First, we need to install the dependencies. fastembed to create embeddings and perform retrieval.

# !pip install fastembed --quiet --upgrade

Importing the necessary libraries:

import numpy as np
from fastembed import TextEmbedding

Data Preparation

We initialize the embedding model and generate embeddings for the documents.

💡 Tip: Prefer using query_embed for queries and passage_embed for documents.

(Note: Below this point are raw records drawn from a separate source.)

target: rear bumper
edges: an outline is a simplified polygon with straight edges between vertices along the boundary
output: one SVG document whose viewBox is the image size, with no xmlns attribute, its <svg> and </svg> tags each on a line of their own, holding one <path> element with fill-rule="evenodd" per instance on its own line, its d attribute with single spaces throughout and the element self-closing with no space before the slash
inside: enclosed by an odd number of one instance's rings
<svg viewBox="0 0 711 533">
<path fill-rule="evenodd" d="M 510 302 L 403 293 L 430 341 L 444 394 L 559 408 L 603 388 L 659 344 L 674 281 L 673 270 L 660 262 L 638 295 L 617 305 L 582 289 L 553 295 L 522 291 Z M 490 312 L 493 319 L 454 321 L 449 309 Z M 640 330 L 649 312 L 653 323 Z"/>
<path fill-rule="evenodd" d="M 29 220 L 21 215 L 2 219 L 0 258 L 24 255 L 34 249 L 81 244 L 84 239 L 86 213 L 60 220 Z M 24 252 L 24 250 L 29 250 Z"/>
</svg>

# Example list of documents
documents: list[str] = [
    "Maharana Pratap was a Rajput warrior king from Mewar",
    "He fought against the Mughal Empire led by Akbar",
    "The Battle of Haldighati in 1576 was his most famous battle",
    "He refused to submit to Akbar and continued guerrilla warfare",
    "His capital was Chittorgarh, which he lost to the Mughals",
    "He died in 1597 at the age of 57",
    "Maharana Pratap is considered a symbol of Rajput resistance against foreign rule",
    "His legacy is celebrated in Rajasthan through festivals and monuments",
    "He had 11 wives and 17 sons, including Amar Singh I who succeeded him as ruler of Mewar",
    "His life has been depicted in various films, TV shows, and books",
]
# Initialize the DefaultEmbedding class with the desired parameters
embedding_model = TextEmbedding(model_name="BAAI/bge-small-en")

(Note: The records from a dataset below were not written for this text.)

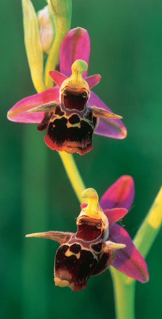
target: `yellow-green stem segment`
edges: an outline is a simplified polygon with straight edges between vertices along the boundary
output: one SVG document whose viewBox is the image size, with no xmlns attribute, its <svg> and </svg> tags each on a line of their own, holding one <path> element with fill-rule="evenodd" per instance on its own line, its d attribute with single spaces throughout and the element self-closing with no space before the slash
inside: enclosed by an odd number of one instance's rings
<svg viewBox="0 0 162 319">
<path fill-rule="evenodd" d="M 60 44 L 70 28 L 72 5 L 71 0 L 48 0 L 47 2 L 54 19 L 56 29 L 56 36 L 50 50 L 45 70 L 45 85 L 47 89 L 49 89 L 53 86 L 53 82 L 49 72 L 55 68 Z"/>
<path fill-rule="evenodd" d="M 81 197 L 81 194 L 86 188 L 73 155 L 64 152 L 59 152 L 59 153 L 79 201 L 80 203 L 85 203 L 86 200 Z"/>
</svg>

# We'll use the passage_embed method to get the embeddings for the documents
embeddings: list[np.ndarray] = list(
    embedding_model.passage_embed(documents)
)  # notice that we are casting the generator to a list

print(embeddings[0].shape, len(embeddings))
(384,) 10

Querying

We'll define a function to print the top k documents based on a query, and prepare a sample query.

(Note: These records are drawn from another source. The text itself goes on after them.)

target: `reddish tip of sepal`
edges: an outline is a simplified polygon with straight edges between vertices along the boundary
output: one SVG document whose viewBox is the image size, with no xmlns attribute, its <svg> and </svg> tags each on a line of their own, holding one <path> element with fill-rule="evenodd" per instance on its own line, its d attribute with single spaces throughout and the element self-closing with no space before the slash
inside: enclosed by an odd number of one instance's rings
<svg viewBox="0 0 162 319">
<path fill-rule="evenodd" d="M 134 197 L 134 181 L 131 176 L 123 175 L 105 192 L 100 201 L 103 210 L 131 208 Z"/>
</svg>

query = "Who was Maharana Pratap?"
query_embedding = list(embedding_model.query_embed(query))[0]
plain_query_embedding = list(embedding_model.embed(query))[0]


def print_top_k(query_embedding, embeddings, documents, k=5):
    # use numpy to calculate the cosine similarity between the query and the documents
    scores = np.dot(embeddings, query_embedding)
    # sort the scores in descending order
    sorted_scores = np.argsort(scores)[::-1]
    # print the top 5
    for i in range(k):
        print(f"Rank {i+1}: {documents[sorted_scores[i]]}")
query_embedding[:5], plain_query_embedding[:5]
(array([-0.06002192,  0.04322132, -0.00545516, -0.04419701, -0.00542277],
       dtype=float32),
 array([-0.06002192,  0.04322132, -0.00545516, -0.04419701, -0.00542277],
       dtype=float32))

The query_embed is specifically designed for queries, leading to more relevant and context-aware results. The retrieved documents tend to align closely with the query's intent.

In contrast, embed is a more general-purpose representation that might not capture the nuances of the query as effectively. The retrieved documents using plain embeddings might be less relevant or ordered differently compared to the results obtained using query embeddings.

Conclusion: Using query and passage embeddings leads to more relevant and context-aware results.